GSA & Edinburgh Napier University
Assessing the legacy and impact of feminist photographer Franki Raffles
Tuesday 25 April 2017, 11-4pm,
This symposium is a contribution to the appreciation of the current Franki Raffles exhibition Observing Women at Work at Reid Gallery, The Glasgow School of Art, 4 March – 27 April 2017.
What are the lessons for contemporary feminist and social documentary photographic practice, archive collections and exhibition curation from this work now over 20 years old?

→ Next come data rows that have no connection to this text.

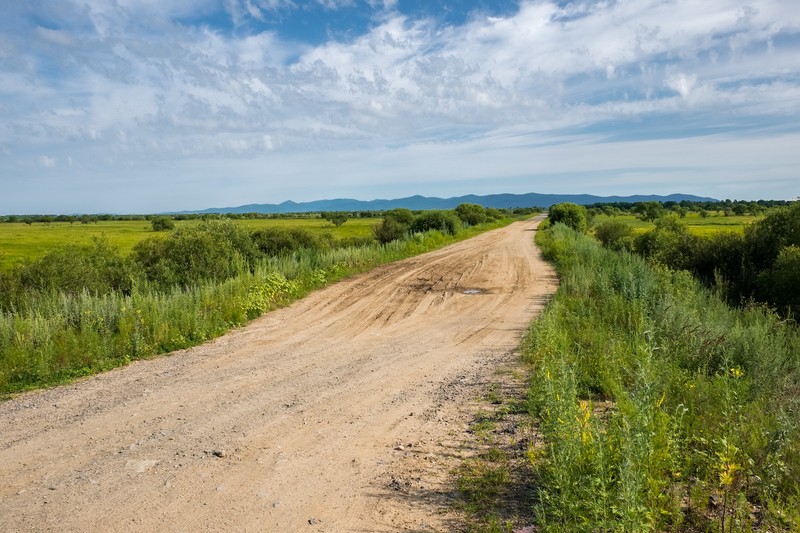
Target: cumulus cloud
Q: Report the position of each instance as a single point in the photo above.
(143, 80)
(47, 161)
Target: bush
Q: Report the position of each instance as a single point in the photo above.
(390, 229)
(401, 215)
(275, 242)
(670, 244)
(615, 235)
(436, 220)
(780, 285)
(337, 218)
(471, 214)
(215, 250)
(162, 223)
(97, 269)
(571, 215)
(493, 213)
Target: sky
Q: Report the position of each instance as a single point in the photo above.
(140, 106)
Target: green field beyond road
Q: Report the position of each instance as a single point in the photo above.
(20, 241)
(702, 226)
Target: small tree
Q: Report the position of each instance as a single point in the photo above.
(337, 218)
(615, 235)
(443, 221)
(162, 223)
(571, 215)
(471, 214)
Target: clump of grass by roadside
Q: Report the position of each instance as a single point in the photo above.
(50, 336)
(493, 482)
(661, 408)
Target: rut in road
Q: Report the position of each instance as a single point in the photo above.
(291, 423)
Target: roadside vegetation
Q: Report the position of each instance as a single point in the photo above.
(81, 309)
(661, 407)
(20, 241)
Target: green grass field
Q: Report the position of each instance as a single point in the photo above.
(19, 241)
(696, 224)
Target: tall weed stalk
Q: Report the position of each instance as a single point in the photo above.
(52, 337)
(661, 408)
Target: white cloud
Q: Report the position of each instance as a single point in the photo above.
(129, 82)
(47, 162)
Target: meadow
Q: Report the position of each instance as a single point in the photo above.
(20, 241)
(83, 310)
(712, 224)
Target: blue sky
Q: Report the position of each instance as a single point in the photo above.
(155, 105)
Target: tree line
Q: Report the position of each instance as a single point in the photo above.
(762, 264)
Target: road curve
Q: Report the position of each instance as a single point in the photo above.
(291, 423)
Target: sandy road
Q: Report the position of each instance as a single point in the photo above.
(298, 422)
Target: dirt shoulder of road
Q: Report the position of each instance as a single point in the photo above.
(346, 411)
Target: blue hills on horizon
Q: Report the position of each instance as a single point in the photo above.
(418, 203)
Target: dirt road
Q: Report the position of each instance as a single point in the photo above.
(337, 413)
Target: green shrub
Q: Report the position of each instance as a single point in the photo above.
(571, 215)
(401, 215)
(215, 250)
(162, 223)
(282, 241)
(390, 229)
(436, 220)
(471, 214)
(98, 269)
(661, 408)
(615, 235)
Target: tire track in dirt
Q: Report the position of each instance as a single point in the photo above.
(338, 413)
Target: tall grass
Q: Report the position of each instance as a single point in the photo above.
(661, 408)
(52, 337)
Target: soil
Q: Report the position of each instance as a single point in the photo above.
(346, 411)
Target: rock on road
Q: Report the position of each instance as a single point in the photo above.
(291, 423)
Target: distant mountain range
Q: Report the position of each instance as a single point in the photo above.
(424, 202)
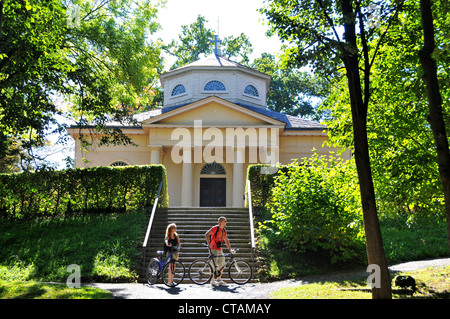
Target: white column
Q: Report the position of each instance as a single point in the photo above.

This symposium will draw on the Franki Raffles Research project to look in depth at Raffles’ work from 1981 until her death in 1994. There will be papers that will outline the intitiatives leading to the current exhibition and charting how it was planned. Raffles died suddenly and unexpectedly and without the chance for her to select and organise her work for future preservation. For twenty years, her photographic practice has been largely forgotten and unkown. This symposium will consider the legacy of her work, in Scotland and in other coutnries, examine how the central themes of her practice are relevant to women and photography today.

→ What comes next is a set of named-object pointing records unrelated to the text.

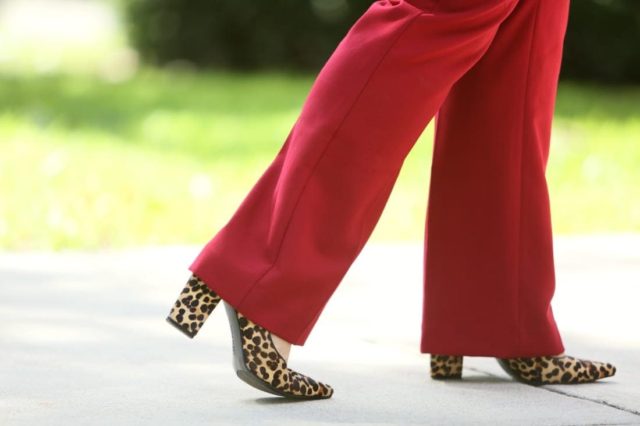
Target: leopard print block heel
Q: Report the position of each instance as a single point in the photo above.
(193, 306)
(543, 370)
(445, 367)
(560, 369)
(258, 362)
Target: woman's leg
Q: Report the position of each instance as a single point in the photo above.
(489, 268)
(293, 238)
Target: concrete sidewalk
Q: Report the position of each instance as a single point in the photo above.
(84, 340)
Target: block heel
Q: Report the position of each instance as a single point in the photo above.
(193, 306)
(445, 367)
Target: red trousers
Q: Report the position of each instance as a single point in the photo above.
(487, 70)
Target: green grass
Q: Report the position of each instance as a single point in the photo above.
(167, 158)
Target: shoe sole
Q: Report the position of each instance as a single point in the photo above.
(239, 362)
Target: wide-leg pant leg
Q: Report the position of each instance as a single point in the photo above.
(489, 267)
(289, 244)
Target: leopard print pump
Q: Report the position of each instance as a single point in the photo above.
(193, 306)
(562, 369)
(543, 370)
(258, 362)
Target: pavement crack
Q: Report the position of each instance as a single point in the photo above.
(570, 395)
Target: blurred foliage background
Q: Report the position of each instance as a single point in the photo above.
(147, 121)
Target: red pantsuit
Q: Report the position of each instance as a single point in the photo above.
(487, 70)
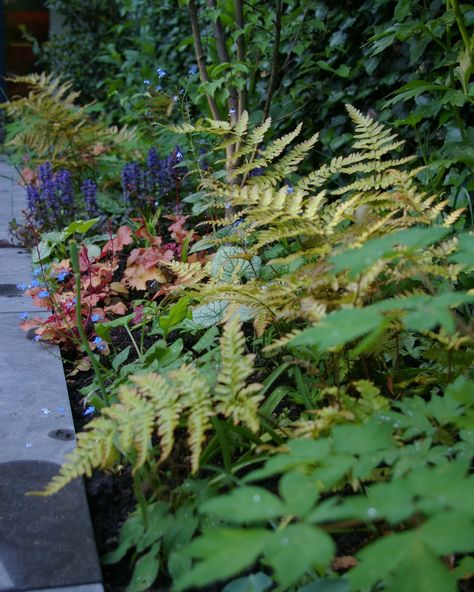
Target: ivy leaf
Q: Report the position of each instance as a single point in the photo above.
(294, 550)
(223, 554)
(245, 504)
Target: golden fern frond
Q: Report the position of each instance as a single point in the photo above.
(195, 392)
(95, 449)
(167, 407)
(234, 397)
(242, 124)
(134, 433)
(453, 217)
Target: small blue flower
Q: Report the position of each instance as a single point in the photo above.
(62, 275)
(99, 343)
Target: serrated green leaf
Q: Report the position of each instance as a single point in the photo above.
(295, 549)
(299, 492)
(245, 504)
(145, 571)
(223, 554)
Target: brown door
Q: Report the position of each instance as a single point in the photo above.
(33, 17)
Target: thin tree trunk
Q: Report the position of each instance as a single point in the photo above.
(274, 70)
(200, 56)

Dr. Alistair Scott (Associate Professor, Film and TV Edinburgh Napier University) will introduce the breadth and range of Raffles’ photographic practice and examine the wider contexts of her career.
Jenny Brownrigg (The Glasgow School of Art Exhibitions Director), curator of the current GSA exhibition, will describe the curatorial process drawing from the three bodies of Raffles’ work which are included: To Let You Understand… (1988); Women Workers, Russia (1989); and the Zero Tolerance ‘Prevalence Campaign‘ (1992).
Dr. Rachel Nordstrom (Photographic Collection Manager, University of St. Andrews Special Collections) will outline her work within a Photography Archive and discuss the work which will be required to properly conserve Raffles’ photographs and ensure that her work can be available for exhibition and study.
Other papers will assess Raffles’ international project work and the importance of her feminist politics to her practice.
The symposium will also focus on questions about the challenges for archival collection and curation of feminist creative practice, with a focus on social documentary photography.
This symposium is supported by Edinburgh Napier University, The Glasgow School of Art and University of St. Andrews.
Schedule
10:00: Reid Gallery, GSA
Observing Women at Work exhibition open for symposium attendees
11:00: Morning session: Chair Dr. Nicky Bird (GSA)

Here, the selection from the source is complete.